With a goal of launching in late 2020 or early 2021, BeaverCube passed Critical Design Review in Spring 2020, with subsystems designed and procured, including components from AAC Clyde Space (power), ISIS (ADCS), Near Space Launch (BlackBox with GlobalStar simplex radio and NovAtel GPS), and others (OpenLST radio and Raspberry Pi based C&DH board). Assembly and integration prior to environmental testing are planned for late summer 2020
The Impact of Radiometric Calibration Error on Earth Observation-supported Decision Making
Earth Observation through satellites enables decision makers to assess situations near real-time with unprecedented spatial coverage. The data-value added products from radiometric satellite images often use indices derived from the unique spectral properties of materials and are sensitive to the relative gains of the different bands of the satellite sensor. However, satellite sensors are susceptible to degradation from the space environment, leading to drift in band response. For well-calibrated satellites such as Landsat 8, these drifts are well characterized and can be corrected for during processing—however, for satellites lacking on-board calibration (such as CubeSats), these trends can be difficult to detect and require novel methods combining cross calibration with machine learning. Given that satellite data often undergoes several levels of processing prior to use, there is a need to quantify the relationship between calibration errors and the errors of the final data-valued added product. This study investigates two applications of Earth Observation data: crop classification and Harmful Algal Bloom detection, and quantifies the impact of induced radiometric error on the final data product.S.B
Valuation of Calibration for Satellite Constellations
Earth observation systems, consisting of in-space and air borne platforms and sensors, are providing a growing number of high resolution spatial and temporal services including agricultural crop yield predictions, local weather forecasts, and traffic management. As the complexity of these systems increases with multi-platform elements and sophisticated processing and modeling, there are also increasing avenues for introduction of errors. It is important to characterize and quantify the uncertainties and errors.
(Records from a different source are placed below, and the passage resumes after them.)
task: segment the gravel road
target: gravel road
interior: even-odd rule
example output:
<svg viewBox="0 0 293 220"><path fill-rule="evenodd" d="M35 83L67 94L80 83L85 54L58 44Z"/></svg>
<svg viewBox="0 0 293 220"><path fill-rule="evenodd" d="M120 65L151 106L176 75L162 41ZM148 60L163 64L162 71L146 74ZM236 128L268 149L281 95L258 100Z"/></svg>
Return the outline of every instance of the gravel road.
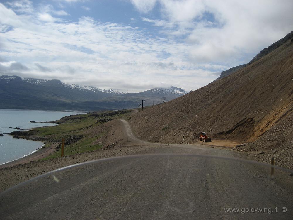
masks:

Here, it shown that a value-chain approach can be used for conceptualizing errors and modeling uncertainties relevant for final decisions. This approach can then be applied for improving system value assessments and obtaining an ‘error-adjusted’ value of the remote sensing system. The error-adjusted value can be used in optimization or trade-studies for system design. This value system is then applied, as an example, to the FLARE real world calibration/validation system to look at potential Return on Investment (ROI) of better calibration to satellite image prices and market penetration
MarsGarden: Designing an ecosystem for a sustainable multiplanetary future
Exploration of space has always held a certain fascination for humankind. Stepping foot on the Moon may have been the achievement of the century, and sending humans to Mars will be even more challenging and exciting. To achieve self-sufficiency off the Earth, humans will need a steady supply of food while also maintaining adequate mental health. We propose here a closed-loop ecosystem that accomplishes both while being feasible to transport, construct, and maintain on Mars. The resulting design, MarsGarden, is capable of providing a crew of four astronauts with all their dietary needs and also acting as a place of relaxation and restoration. MarsGarden is a scalable architecture that can be adapted to many deep space environments, or can be implemented on Earth as an agricultural solution for areas with land scarcity or extreme environments.